会場:香港銅鑼灣百徳新街22-36號 珠城大廈10/F. A6.

   A6. 10/F. Pearl City Mansion, 22-36 Paterson Street,

   Causeway Bay, Hong Kong

   Tel&Fax:2577-8688 E-mail:kame@chineseteaclub.hk

 ※ビルの入口は記利佐治街(Great George Street)側です。

料金:中國茶倶樂部会員 無料

        非会員 HK$150-

中國茶倶樂部「龜僊人窟」主人 池谷直人

12年8月12日

日曜日, 8月 12th, 2012

残暑お見舞い

 8月7日は立秋でした。それでも香港の夏は続きます。日本もまだしばらくは暑いことでしょう。クーラーの効かせ過ぎで、風邪など召しませんようご注意を。

★紫砂茶壺の保管について

 紫砂茶壺に黴が生えてきた——こんな相談がありました。

 蒸し暑かったり長期間使わないまま箱にしまっておいたりしたら、当然ながら黴びます。箱から出して棚に飾っておくだけでも、黴びることがあるのですから(とりわけ香港とかでは)。そもそも茶壺は使ってこそお茶が美味しくなり、かつ、美しく育つもの。

 もし、万が一、黴びてしまったら、新品を下ろすときと同じ処理(浄水器を通した水で2時間煮る)を施せば、よほどひどくない限り、おおむねリカバーできます。が、一番の予防はなんといってもお茶を淹れること。

★銅鑼湾がエライことに

 お茶室が入っているビルの1階で24時間営業するローカル・スーパー「ウェルカム」が改装され、もともと総菜や弁当もつくっているし、パンも焼いているし、寿司も握っているし、魚・肉・野菜の量り売りもしているところへ、さらに面積と品揃えが拡充されました(といっても営業しながらまだ改装中ですが)。これは便利さ倍増と思っていたら、旧大丸リビング館に日系スーパー「マックスバリュ(&リビングプラザ)」が、そして、かつて三越の入っていたビルが建て替えられて「ハイサン・プレイス」が、8月10日に同時オープンしてびっくり!! さっそく当日チェックしました。

 「マックスバリュ」はもちろんイオンのPB商品トップバリュが万全。やはりお手頃価格です。それ以外にも台湾食品が充実。当然ながら日本産の刺身系や玉子系の生鮮食料品はウェルカムより正統派。このほか、大阪王将をはじめ、レストランが何軒か入っています。リビングプラザは旧10ドルショップ(ダイソー)から改名、この場所でのオープンは数年ぶりの2度目です。

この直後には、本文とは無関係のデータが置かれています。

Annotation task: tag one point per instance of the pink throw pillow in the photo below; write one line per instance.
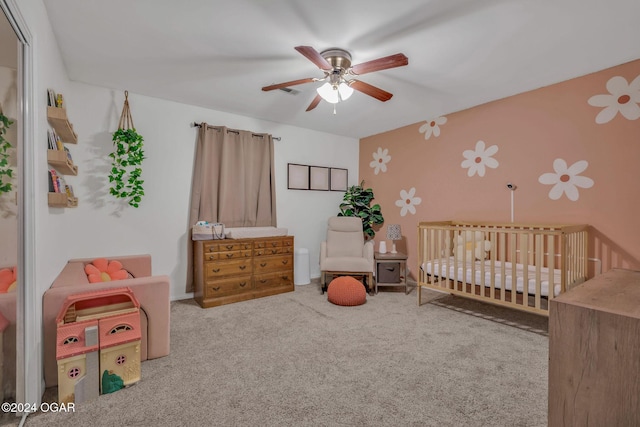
(101, 270)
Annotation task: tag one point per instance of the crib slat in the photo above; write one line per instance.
(514, 257)
(524, 252)
(539, 250)
(522, 246)
(503, 259)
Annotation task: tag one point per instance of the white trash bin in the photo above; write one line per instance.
(301, 267)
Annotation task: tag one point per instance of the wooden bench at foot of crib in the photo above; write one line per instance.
(521, 266)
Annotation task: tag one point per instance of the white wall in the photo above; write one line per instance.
(103, 226)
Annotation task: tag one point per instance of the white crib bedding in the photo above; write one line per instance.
(434, 268)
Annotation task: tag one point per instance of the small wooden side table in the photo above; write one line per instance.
(397, 260)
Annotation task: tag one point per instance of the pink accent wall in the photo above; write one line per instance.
(572, 162)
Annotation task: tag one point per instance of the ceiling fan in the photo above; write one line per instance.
(337, 68)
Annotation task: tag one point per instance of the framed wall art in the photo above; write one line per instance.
(339, 179)
(318, 178)
(297, 177)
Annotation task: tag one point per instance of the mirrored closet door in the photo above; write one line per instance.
(9, 213)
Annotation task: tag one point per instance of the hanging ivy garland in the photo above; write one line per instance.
(126, 160)
(6, 173)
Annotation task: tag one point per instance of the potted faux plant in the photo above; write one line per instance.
(6, 173)
(357, 202)
(125, 176)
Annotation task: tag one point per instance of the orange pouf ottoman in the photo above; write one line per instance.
(346, 290)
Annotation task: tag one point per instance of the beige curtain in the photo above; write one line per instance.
(233, 181)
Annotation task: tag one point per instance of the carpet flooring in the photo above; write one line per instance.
(297, 360)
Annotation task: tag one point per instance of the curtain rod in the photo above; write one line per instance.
(198, 125)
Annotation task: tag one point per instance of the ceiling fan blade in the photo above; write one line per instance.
(287, 84)
(314, 56)
(314, 103)
(392, 61)
(376, 92)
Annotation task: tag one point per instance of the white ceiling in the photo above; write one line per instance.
(8, 44)
(218, 54)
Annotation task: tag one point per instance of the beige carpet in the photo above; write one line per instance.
(297, 360)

 「ハイサン・プレイス」は鳴り物入りのオープンです。B2にスーパーがありますが、残念ながらシティスーパーと比べてしまうと物足りないかも。ただ、オープン当初だからか、オーストラリア牛乳とジャワカレーは、マックスバリュのそれぞれ3分の2、2分の1とお買い得でした。ブランドショップやレストランは銅鑼湾にまだ要るかというほど。目玉は台湾の誠品書店。3フロアにわたって台湾の本が詰まり、壮観かつ洗練。台湾同様、座り読み放題。文具売場、カフェ、台湾茶舗も併設。台湾では24時間営業なのですが、香港では試験的に期間限定で週後半のみ。改めてじっくり回らないと全貌はつかめません。

★読書 パレスチナ文学

 めったに小説など手を出さないのですが、最近『ハイファに戻って 太陽の男たち』(河出書房新社)を読みました。作者はガッサーン・カナファーニー(訳者は黒田寿郎・奴田原睦明)。パレスチナ文学です。政治問題としてはいくらか知っていたつもりでも、小説としては未知なる分野でした。ところが、意外なほど身近に感じられました。血の通った人間の物語として。イマジネーションを現地まで惹き寄せられる気がしました。

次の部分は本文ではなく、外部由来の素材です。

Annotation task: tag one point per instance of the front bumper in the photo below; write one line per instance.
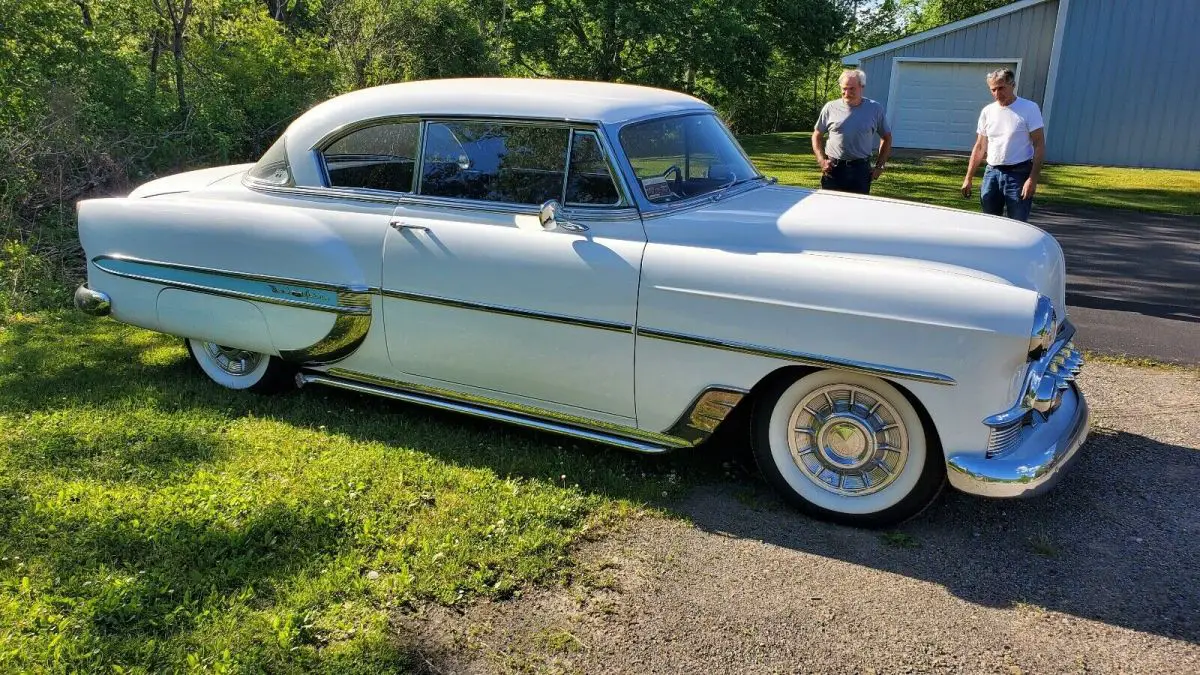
(93, 302)
(1036, 464)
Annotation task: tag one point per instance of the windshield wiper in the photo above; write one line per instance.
(720, 191)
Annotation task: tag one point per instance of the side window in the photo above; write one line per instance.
(273, 167)
(378, 157)
(589, 181)
(511, 163)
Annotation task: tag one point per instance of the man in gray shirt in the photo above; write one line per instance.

 それにしても、イスラエルはかつてナチスによる“ホロコースト”の犠牲者であるユダヤ人の国なのに、なぜ、今度は彼らがパレスチナ人に対して同じ大虐殺を行なうのか。ホロコースト否定派が存在しますが、史実として否定できるわけがないでしょ。しかし、同時に、パレスチナ人を蹂躙するイスラエルのことも、認めるわけにはいきません。ホロコーストから生き延びてよかったと祝福されるなら、いますぐパレスチナ人への殺戮を止めるべきです。

 学生時代『アンネの日記』を読んでホロコーストを知りました。いま、先の書を読み、パレスチナ問題を考える新たなアプローチをみつけました。どちらも心に残る一冊、一冊です。